The key element that changed this relationship between stage and stalls is, in my opinion, the development in theatre technology. As the century progressed, theatres grew larger. Newer theatres were double, even triple their earlier counterparts. As they grew larger, the feeling of the theatre as one whole organism became harder to sustain. I noticed how, when the Globe was newer, the audiences were far louder. Nowadays, the Globe is an institution in itself and audiences watch the plays quietly. Another change in theatres is the development of theatrical lighting. As the stage became lighter and the house darker, then the cues to be quieter and watch more intently become clearer.

The other problem the theatre had to overcome was the reputation of actors. People like David Garrick and Sarah Siddons had to be careful to make sure their home lives were as straight as possible. Garrick also had shares in newspapers so he could spin public opinion in the theatre’s favour. He also developed a narrow repertory, with a heavy emphasis on safe comedy and prestigious Shakespeare. As the book-trade pushed Shakespeare as the national poet, so Garrick hooked his own fame to Shakespeare’s translating the role of theatre from common delusion to safeguard of the nation’s culture.

The second half of the book moves out of London to see how these changes in the Capital grew beyond it.

Thomas Bewick, the Newcastle wood-engraver shows his success coming from the eighteenth century fondness for self-improving clubs.
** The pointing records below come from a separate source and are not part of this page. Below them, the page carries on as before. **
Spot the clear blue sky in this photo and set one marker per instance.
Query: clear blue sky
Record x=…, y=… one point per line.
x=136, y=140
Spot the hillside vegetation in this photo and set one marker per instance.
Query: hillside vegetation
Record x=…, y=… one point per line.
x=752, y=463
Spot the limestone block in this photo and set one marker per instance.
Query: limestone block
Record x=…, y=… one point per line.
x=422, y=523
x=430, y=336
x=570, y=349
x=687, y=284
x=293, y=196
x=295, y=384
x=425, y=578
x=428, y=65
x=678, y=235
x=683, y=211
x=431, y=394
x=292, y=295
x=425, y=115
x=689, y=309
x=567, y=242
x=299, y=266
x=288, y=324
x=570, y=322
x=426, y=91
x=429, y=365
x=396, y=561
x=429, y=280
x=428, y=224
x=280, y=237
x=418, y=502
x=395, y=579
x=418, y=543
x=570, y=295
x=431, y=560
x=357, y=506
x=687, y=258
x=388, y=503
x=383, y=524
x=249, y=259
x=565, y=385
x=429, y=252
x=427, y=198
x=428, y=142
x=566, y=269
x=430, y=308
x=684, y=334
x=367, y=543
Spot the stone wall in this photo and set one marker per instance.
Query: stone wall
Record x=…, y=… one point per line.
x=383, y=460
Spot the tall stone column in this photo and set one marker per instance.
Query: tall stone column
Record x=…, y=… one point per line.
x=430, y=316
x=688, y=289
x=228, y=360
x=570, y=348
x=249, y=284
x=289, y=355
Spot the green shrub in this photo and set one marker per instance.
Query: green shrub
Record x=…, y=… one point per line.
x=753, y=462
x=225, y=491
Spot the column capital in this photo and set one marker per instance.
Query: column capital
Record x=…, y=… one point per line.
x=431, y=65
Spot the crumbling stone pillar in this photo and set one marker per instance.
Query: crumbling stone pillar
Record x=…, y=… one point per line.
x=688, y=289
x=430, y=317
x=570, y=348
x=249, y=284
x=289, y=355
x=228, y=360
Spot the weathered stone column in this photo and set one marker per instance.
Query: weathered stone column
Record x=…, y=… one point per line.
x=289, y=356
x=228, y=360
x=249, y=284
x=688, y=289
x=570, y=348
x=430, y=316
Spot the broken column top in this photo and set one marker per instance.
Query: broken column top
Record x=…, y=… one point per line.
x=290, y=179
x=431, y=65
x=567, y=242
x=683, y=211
Bewick was a member of many such clubs . A proud Northerner, he created his works himself, using provincial book-selling networks to distribute them. Although loved for his ‘simple’ qualities, he actually has very clear didactic goals with engravings and stories inspired by the ideals of those groups..

The example of John Marsh shows how music was sustained in smaller towns. Music is more expensive then other art forms, needing expensive instruments and tuition. Without a monied figure organising and gathering musicians, no music could happen. Particularly it took someone of private means to connect musicians to audience and a strict code to maintain the social balances.  I particularly found it interesting that players of brass instruments were the hardest to obtain, as the mouth-shapes made by brass players was seen as ludicrous, meaning only members of the military commonly played them. Without someone to organise music, it didn’t happen until the later foundation of professional town orchestras.

The last example given was of Anna Seward. From her safe seat in Lichfield, she propagated the voice of the gentle amateur, defending an open, free and emotional reaction to poetry. In her frequent spats with, and about, Johnson because he stood so solid and as such a figure of professional, aggressive. masculine taste. She was able to hold such a position of influence because of the London magazines and the development of the postal service, letting voices be heard that they hadn’t been before.


I found this book to be extremely clear and persuasive. I also found that the struggles in the book represent those we meet with today, where the internet allows voices to be heard from more corners of the globe. Be it gamer-gate, or the use of Facebook to influence elections are the new struggles to define culture. In the eighteenth century, the power shifted from an elite circle of rich gentlemen to an elite circle of practitioners. What will be the result of our own culture wars?